First, discuss the tone issue discreetly with the father, using neutral language. For example: I noticed that X said the same harsh phrasing you used earlier. I think he is acting normal from what he hears. Let us work together on healthier tone. Framing it as a child reflecting on his or her actions helps to prevent blame and promotes transparency. Next, introduce kinder alternatives: educate the child respectful assertiveness. Instead of emulating harshness, use statements such as I felt upset when that happened. Encourage empathy rather than emphasising severity. Create family traditions that promote compassion and tone, such as a monthly gratitude exchange in which everyone speaks calmly. Reinforce emotional vocabulary: I see you are frustrated, It helps to pause and say what you feel. Soft conversation gets more comfortable over time, eventually replacing the harsh default voice. If the father is prepared, request that he consciously lower his voice during interactions with the child. Subsequently, recognise his efforts by stating, It was greatly beneficial for us today that you communicated with him in a composed manner. Small adjustments over time affect not only behaviour but also emotional tone. 

Spiritual Insight 

The tone of speech is profoundly entrenched in prophetic teaching, not just what is said, but also how it is delivered, expresses personality and mercy. Allah Almighty states in the noble Quran at Surah Al Israa (17), Verse  53: 

And informed My servants that they should speak in only the most politest manner (when they speak to the extremists in disbelief); indeed, Satan (is always ready) to infuse anarchy between them. 

This scripture encourages believers to use communication that promotes unity rather than division. A harsh tone instils animosity, whereas calm, polite communication promotes emotional safety and trust.
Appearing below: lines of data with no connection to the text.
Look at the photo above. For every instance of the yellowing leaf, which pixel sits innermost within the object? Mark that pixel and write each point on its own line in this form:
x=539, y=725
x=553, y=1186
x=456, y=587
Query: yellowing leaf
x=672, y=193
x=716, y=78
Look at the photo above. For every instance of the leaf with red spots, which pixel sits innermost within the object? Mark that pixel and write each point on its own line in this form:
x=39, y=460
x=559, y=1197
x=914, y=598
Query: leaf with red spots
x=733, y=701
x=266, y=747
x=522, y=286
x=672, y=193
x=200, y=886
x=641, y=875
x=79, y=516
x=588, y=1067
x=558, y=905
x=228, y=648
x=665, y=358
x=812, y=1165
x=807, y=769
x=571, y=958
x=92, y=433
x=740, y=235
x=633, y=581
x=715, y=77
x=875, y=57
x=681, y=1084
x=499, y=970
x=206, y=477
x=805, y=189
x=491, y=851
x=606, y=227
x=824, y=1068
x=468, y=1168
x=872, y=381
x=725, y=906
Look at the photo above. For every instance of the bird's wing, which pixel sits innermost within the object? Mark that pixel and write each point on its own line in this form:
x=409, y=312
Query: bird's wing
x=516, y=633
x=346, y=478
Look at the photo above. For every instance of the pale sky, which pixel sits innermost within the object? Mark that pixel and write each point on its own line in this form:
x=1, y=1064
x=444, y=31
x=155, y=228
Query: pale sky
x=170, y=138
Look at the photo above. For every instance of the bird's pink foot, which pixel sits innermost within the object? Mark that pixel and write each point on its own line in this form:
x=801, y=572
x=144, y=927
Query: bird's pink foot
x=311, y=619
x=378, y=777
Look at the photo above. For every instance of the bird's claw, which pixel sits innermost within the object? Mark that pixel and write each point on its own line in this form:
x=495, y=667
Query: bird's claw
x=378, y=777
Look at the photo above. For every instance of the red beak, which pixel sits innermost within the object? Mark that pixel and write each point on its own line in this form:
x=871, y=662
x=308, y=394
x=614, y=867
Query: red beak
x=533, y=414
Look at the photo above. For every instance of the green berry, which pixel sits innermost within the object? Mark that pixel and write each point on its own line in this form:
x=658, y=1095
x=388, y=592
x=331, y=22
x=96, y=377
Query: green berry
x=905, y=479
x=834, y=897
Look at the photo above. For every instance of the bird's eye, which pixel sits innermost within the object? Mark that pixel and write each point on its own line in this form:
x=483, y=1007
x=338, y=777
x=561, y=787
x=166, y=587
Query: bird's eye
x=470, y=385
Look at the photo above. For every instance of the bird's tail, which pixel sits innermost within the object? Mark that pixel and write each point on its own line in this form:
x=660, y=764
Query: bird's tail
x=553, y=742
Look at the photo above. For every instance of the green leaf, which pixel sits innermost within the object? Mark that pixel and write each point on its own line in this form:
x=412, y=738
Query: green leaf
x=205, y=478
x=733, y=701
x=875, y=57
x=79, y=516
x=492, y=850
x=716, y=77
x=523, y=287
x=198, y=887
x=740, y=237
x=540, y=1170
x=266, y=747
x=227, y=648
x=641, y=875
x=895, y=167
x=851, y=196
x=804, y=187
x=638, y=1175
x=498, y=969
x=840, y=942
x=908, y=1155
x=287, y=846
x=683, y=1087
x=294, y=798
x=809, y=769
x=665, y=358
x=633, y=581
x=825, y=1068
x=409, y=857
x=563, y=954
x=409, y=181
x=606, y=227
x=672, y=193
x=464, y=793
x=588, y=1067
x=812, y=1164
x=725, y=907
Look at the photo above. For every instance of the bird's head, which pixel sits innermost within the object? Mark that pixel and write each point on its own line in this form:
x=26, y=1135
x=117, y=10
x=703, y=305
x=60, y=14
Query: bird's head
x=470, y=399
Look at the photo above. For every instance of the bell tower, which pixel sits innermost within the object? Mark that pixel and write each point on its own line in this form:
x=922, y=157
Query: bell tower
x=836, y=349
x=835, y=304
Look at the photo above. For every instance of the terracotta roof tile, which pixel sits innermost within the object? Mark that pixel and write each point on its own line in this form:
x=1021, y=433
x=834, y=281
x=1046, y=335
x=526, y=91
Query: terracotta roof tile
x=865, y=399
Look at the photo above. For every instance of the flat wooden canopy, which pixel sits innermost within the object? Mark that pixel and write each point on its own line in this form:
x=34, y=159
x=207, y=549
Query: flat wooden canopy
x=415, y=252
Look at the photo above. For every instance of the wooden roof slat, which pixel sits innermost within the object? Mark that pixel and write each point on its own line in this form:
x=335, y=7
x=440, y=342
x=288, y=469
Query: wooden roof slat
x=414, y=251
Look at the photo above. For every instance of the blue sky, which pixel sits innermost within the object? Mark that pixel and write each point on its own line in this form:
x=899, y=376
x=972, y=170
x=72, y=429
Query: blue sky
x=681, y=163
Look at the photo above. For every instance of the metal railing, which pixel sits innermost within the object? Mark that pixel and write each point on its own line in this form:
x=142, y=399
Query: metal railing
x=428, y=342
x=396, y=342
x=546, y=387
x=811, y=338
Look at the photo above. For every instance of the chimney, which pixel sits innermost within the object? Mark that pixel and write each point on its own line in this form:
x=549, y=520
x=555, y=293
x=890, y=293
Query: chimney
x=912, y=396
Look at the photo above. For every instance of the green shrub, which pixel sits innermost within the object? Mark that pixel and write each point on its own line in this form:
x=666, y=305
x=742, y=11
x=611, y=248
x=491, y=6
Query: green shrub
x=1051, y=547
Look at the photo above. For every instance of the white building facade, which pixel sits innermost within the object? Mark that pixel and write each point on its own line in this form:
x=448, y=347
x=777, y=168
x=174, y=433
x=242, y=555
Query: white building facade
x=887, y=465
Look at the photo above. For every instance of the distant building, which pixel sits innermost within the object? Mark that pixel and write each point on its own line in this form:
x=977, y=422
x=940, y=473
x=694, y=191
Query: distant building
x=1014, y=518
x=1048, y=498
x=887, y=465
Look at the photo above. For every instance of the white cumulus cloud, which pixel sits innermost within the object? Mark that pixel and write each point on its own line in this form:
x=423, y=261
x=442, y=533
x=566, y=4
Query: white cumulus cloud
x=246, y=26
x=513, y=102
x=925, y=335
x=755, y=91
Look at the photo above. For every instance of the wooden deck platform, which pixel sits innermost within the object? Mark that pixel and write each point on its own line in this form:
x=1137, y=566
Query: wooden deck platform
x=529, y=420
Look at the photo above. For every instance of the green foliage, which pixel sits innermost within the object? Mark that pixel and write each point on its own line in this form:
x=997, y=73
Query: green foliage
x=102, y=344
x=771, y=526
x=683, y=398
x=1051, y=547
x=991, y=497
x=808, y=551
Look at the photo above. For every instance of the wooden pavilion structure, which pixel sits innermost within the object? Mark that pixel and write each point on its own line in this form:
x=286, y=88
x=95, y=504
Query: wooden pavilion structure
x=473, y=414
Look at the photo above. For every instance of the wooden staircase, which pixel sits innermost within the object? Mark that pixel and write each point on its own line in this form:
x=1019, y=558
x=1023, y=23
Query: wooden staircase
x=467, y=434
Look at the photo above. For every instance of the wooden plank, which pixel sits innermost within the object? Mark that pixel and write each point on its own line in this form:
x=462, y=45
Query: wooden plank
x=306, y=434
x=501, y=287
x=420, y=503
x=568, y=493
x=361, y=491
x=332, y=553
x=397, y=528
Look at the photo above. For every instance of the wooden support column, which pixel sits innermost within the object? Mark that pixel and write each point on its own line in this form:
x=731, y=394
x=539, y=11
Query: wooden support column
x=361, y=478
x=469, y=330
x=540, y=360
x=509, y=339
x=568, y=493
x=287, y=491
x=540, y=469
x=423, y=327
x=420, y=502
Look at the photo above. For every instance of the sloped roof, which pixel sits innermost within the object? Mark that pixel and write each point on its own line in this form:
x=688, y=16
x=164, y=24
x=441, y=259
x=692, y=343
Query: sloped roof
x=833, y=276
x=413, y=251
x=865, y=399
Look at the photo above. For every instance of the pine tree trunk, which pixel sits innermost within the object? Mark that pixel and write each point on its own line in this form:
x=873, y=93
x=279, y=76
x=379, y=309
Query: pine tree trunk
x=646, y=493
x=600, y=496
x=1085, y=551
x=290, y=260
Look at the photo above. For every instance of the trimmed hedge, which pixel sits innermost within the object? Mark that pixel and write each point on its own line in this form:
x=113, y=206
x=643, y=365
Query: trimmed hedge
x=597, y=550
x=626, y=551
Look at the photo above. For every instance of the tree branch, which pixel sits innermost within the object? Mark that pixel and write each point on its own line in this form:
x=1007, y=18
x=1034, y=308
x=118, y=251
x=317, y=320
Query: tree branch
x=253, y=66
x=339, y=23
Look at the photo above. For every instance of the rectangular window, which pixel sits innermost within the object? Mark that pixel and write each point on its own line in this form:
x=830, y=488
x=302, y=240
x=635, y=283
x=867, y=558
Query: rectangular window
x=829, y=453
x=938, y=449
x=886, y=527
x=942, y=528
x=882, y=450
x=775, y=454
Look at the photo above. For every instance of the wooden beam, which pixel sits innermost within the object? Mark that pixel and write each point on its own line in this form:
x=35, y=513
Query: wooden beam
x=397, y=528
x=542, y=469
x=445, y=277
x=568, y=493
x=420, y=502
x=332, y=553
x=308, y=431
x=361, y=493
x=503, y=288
It is recorded in Sahih Bukhari, Hadith 5673, that the holy Prophet Muhammad ﷺ said: 

So be moderate in your religious deeds and do the deeds that are within your ability: and none of you should wish for death, for if he is a good doer, he may increase his good deeds, and if he is an evil doer, he may repent to Allah Almighty. 

This hadith highlights the power of speech and repentance. When a child realises that words matter and tone expresses mercy, they start to unlearn harshness. When a parent changes tone, apologises, and encourages improved speaking, it is consistent with prophetic practice. Children learn that courteous discourse is the Sunnah of mercy through consistency and kindness-based punishment.